Currently, endocytosis has been regarded as an essential component of many pathological conditions (Marzolo and Farfan, 2011). Increasing studies have focused on the role of tubular endocytosis in kidney disease development and progression. It is noted that various genetic mutations and acquired insults can affect PT endolysosomal function, leading to different cellular pathway activations and triggering proinflammatory and profibrotic responses, resulting in renal fibrosis (Dizin et al., 2013).

Dent Disease

Dent disease is a rare genetic proximal tubulopathy (Gianesello et al., 2021). Mutations in the CLCN5 and OCRL genes are known to cause Dent disease. Hoopes et al. first classified Dent Disease into three types, mutations in the CLCN5 gene as Dent Disease type 1, mutations in OCRL gene as Dent Disease type 2, and no mutations in either gene are categorized as Dent Disease type 3 (Hoopes et al., 2004).

Dent disease type 1 is a heterotypic X-linked disease caused by mutations in CLCN5, which encodes the electrogenic Cl⁻/H⁺ exchanger CLC-5, localized in early endosomes of the proximal tubule (PT) (Gianesello et al., 2020). Phenotypic features commonly include low molecular weight proteinuria (LMWP), hypercalciuria, focal global sclerosis, calcium nephrolithiasis, nephrocalcinosis, and renal failure (Gorvin et al., 2013; Blanchard et al., 2016; Anglani et al., 2019). Disruption of the mouse Clcn5 gene causes proteinuria by strongly reducing apical proximal tubular endocytosis, and both receptor-mediated and fluid-phase endocytosis and endosomal acidification are affected (Piwon et al., 2000).
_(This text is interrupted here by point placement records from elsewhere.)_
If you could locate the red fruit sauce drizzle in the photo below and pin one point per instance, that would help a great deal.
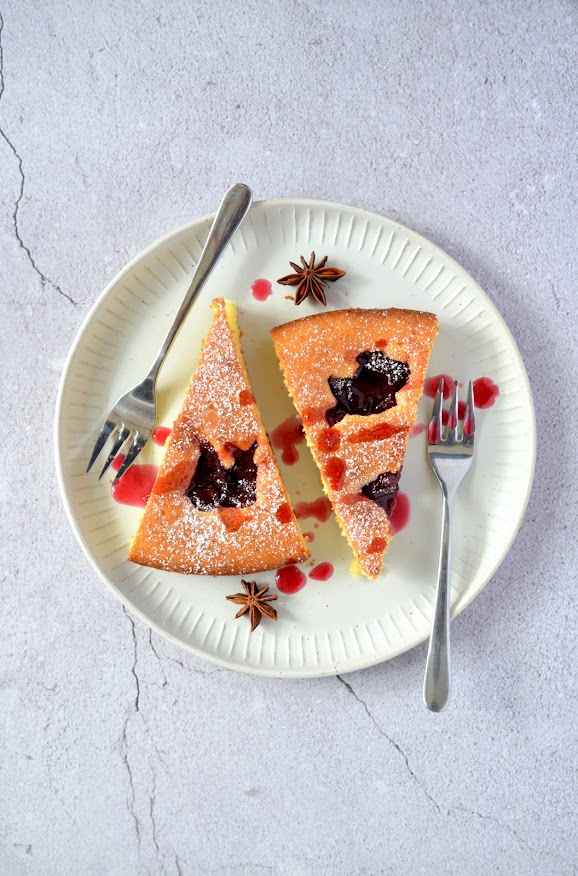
(319, 508)
(261, 289)
(430, 386)
(485, 391)
(161, 434)
(400, 514)
(322, 572)
(290, 579)
(286, 436)
(135, 486)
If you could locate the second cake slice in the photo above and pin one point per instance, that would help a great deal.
(356, 377)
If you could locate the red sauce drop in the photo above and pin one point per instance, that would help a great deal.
(430, 386)
(434, 431)
(485, 392)
(135, 486)
(285, 438)
(319, 508)
(400, 514)
(246, 397)
(261, 289)
(283, 513)
(322, 572)
(469, 424)
(290, 579)
(335, 472)
(161, 434)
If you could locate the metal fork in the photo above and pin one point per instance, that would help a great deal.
(450, 457)
(133, 416)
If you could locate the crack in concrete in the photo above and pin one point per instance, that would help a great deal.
(132, 801)
(15, 224)
(152, 798)
(133, 667)
(503, 826)
(136, 710)
(156, 653)
(556, 296)
(444, 810)
(397, 747)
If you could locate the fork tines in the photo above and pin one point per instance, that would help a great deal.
(436, 430)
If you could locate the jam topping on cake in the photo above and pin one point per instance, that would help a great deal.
(372, 388)
(214, 486)
(383, 490)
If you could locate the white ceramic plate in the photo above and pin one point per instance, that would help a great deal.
(342, 624)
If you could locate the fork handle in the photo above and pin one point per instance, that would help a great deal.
(232, 210)
(436, 686)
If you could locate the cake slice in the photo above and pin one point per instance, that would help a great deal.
(356, 377)
(218, 506)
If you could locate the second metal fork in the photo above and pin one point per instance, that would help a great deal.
(133, 416)
(450, 456)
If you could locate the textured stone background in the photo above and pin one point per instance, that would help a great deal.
(121, 119)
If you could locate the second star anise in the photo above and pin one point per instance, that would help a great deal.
(254, 601)
(311, 279)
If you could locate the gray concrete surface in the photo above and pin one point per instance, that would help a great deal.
(121, 120)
Reduced expressions of megalin and cubilin were also observed in Dent disease models (Christensen et al., 2003; Shipman and Weisz, 2020). Weisz et al. also discovered that decreased proximal tubule receptor expression and tubular proteinuria in Dent disease are primarily mediated by delayed early endosome maturation as a result of defective acidification and decreased [Cl -] accumulation (Shipman et al., 2023).
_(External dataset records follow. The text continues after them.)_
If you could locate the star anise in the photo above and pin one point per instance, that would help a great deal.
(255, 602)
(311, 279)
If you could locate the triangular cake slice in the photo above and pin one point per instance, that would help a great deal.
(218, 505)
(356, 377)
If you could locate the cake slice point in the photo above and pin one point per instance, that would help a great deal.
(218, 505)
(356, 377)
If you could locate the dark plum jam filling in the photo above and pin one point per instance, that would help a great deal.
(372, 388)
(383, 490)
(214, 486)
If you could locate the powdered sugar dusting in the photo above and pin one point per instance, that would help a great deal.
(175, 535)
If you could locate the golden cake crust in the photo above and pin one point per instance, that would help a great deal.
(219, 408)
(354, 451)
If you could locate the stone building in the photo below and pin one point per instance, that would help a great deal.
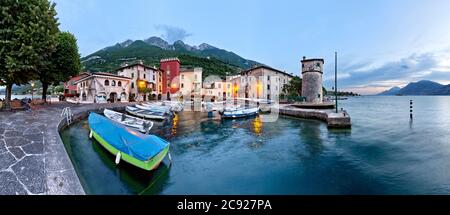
(142, 77)
(190, 82)
(102, 87)
(261, 82)
(219, 90)
(312, 71)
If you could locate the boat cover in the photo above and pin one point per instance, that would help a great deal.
(140, 146)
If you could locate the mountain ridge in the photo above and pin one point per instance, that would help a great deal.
(215, 61)
(423, 87)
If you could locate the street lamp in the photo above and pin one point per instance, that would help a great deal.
(32, 90)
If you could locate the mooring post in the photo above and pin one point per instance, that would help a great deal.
(410, 109)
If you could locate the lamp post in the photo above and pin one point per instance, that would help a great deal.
(32, 90)
(335, 79)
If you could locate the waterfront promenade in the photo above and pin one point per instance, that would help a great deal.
(33, 159)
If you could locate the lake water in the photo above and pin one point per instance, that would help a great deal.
(20, 96)
(384, 153)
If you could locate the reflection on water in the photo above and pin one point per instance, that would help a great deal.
(384, 153)
(257, 125)
(174, 124)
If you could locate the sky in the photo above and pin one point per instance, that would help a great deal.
(380, 43)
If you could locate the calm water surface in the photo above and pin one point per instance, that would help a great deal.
(384, 153)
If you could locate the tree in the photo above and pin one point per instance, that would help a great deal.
(27, 38)
(63, 63)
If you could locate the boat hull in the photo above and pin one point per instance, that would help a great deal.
(239, 113)
(146, 116)
(148, 165)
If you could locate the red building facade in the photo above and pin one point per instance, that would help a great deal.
(170, 75)
(70, 88)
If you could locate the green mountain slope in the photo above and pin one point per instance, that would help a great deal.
(214, 61)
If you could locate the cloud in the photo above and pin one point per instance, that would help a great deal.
(427, 66)
(172, 33)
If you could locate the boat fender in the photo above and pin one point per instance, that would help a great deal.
(118, 158)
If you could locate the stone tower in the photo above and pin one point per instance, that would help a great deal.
(312, 71)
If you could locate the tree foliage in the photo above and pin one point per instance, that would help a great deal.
(63, 63)
(28, 32)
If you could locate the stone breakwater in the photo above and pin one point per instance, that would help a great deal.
(333, 120)
(33, 159)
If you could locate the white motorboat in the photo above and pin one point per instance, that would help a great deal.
(141, 125)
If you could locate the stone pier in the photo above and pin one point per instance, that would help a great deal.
(33, 159)
(333, 119)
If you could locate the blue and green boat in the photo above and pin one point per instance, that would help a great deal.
(141, 150)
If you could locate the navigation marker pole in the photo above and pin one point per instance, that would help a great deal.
(335, 79)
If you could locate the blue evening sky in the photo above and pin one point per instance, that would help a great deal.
(381, 43)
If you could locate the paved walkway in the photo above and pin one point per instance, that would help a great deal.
(33, 159)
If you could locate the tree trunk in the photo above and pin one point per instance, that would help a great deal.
(8, 93)
(44, 91)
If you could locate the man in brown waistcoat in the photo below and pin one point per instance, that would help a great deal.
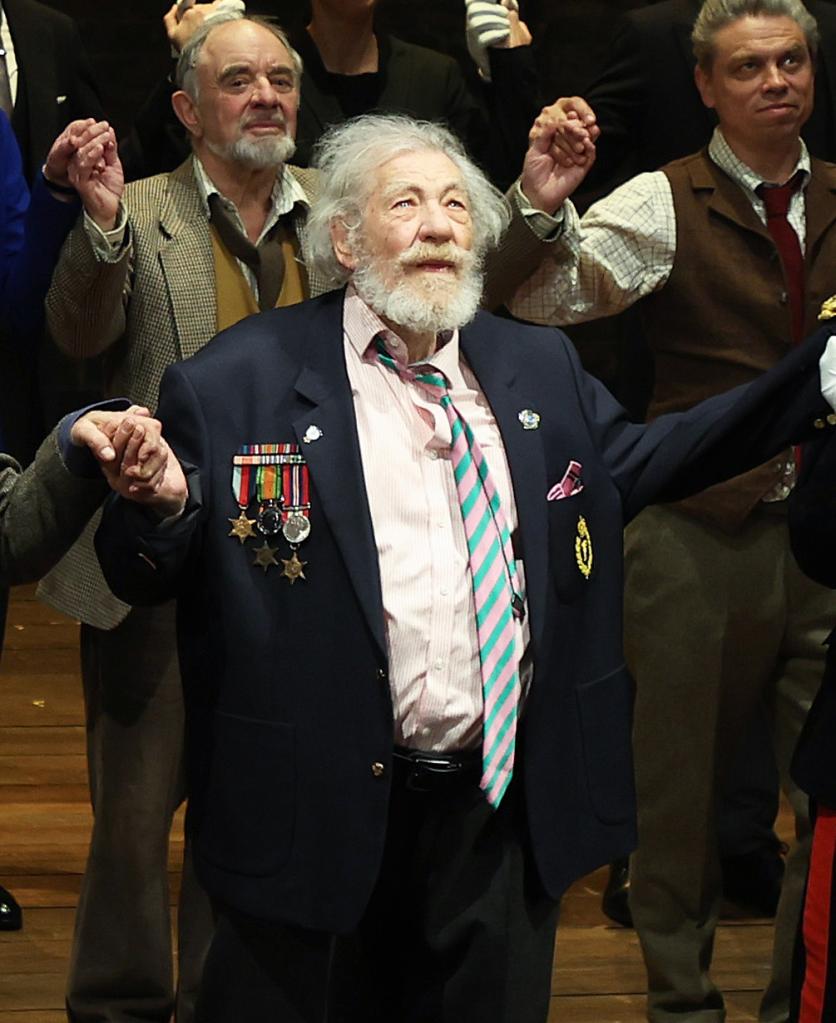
(732, 253)
(148, 276)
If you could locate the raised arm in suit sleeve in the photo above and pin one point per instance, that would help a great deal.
(682, 453)
(812, 512)
(87, 300)
(142, 558)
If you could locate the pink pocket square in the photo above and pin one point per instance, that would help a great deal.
(570, 485)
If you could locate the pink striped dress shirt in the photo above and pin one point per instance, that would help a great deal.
(422, 549)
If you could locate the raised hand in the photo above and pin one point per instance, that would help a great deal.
(182, 20)
(95, 173)
(61, 151)
(561, 152)
(134, 457)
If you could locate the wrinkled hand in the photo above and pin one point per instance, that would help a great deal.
(57, 161)
(561, 152)
(492, 24)
(134, 457)
(95, 173)
(181, 26)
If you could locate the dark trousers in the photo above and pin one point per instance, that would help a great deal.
(456, 930)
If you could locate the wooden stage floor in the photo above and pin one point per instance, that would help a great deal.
(44, 828)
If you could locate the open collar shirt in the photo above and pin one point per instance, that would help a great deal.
(404, 437)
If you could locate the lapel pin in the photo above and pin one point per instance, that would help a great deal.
(828, 310)
(529, 419)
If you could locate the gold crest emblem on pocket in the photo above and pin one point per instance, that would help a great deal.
(828, 310)
(583, 548)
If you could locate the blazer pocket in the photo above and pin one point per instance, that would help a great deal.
(605, 709)
(571, 547)
(250, 808)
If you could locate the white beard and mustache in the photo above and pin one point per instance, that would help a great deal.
(427, 302)
(259, 152)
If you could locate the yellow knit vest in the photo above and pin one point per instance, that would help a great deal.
(233, 296)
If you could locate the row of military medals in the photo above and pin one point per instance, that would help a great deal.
(276, 477)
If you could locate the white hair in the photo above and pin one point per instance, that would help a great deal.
(185, 74)
(348, 156)
(716, 14)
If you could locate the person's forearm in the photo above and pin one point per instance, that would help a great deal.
(85, 310)
(42, 513)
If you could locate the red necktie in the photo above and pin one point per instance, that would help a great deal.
(777, 199)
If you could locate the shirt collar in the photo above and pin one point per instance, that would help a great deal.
(724, 158)
(287, 191)
(362, 324)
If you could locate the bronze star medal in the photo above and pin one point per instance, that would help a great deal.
(242, 527)
(294, 568)
(265, 556)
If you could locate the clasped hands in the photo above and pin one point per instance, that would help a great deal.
(134, 457)
(561, 152)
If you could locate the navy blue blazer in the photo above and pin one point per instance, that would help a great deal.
(812, 534)
(287, 685)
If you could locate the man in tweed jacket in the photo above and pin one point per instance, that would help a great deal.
(146, 279)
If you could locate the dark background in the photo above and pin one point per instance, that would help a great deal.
(127, 45)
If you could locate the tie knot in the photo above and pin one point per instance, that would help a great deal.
(777, 198)
(391, 353)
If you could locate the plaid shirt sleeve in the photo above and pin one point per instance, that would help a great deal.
(620, 251)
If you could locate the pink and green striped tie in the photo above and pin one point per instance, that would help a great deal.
(497, 599)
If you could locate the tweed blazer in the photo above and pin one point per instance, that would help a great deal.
(42, 510)
(154, 306)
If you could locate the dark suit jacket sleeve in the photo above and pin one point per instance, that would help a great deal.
(142, 560)
(684, 452)
(812, 513)
(42, 512)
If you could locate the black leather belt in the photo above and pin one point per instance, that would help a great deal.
(426, 771)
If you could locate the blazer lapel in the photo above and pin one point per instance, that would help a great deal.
(187, 263)
(334, 457)
(496, 372)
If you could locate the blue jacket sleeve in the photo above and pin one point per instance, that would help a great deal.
(32, 232)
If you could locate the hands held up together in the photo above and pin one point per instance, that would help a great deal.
(134, 457)
(561, 152)
(85, 158)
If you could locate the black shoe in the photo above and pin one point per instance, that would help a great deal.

Lowe syndrome/Dent disease type 2 is caused by mutations in the phosphatidylinositol 4,5-bisphosphate (PtdIns4,5P(2)) 5-phosphatase OCRL, characterized by congenital cataracts, central hypotonia, and renal proximal tubular dysfunction (Suchy et al., 1995; De Matteis et al., 2017). Studies have shown that OCRL is localized to various endocytic compartments, suggesting impairments in the endocytic pathway as a possible disease mechanism (Sharma et al., 2015). Vicinanza et al. showed that OCRL controls early endosome (EE) function via its 5-phosphatase activity (Vicinanza et al., 2011). The further study analyzed that the defective receptor-mediated endocytosis was due to a megalin misplacement, in which it localizes in the endosomes instead of the brush border of the proximal tubular cells (Festa et al., 2019). Depletion of OCRL also impairs the recycling of multiple classes of receptors, including the megalin (Vicinanza et al., 2011). Using proteomic and metabonomic studies, Vilasi et al. demonstrated that tubular reabsorption of plasma-derived proteins was similarly reduced in Dent’s disease and Lowe syndrome, indicating that it is indistinguishable to identify Lowe syndrome and Dent’s disease (Vilasi et al., 2007).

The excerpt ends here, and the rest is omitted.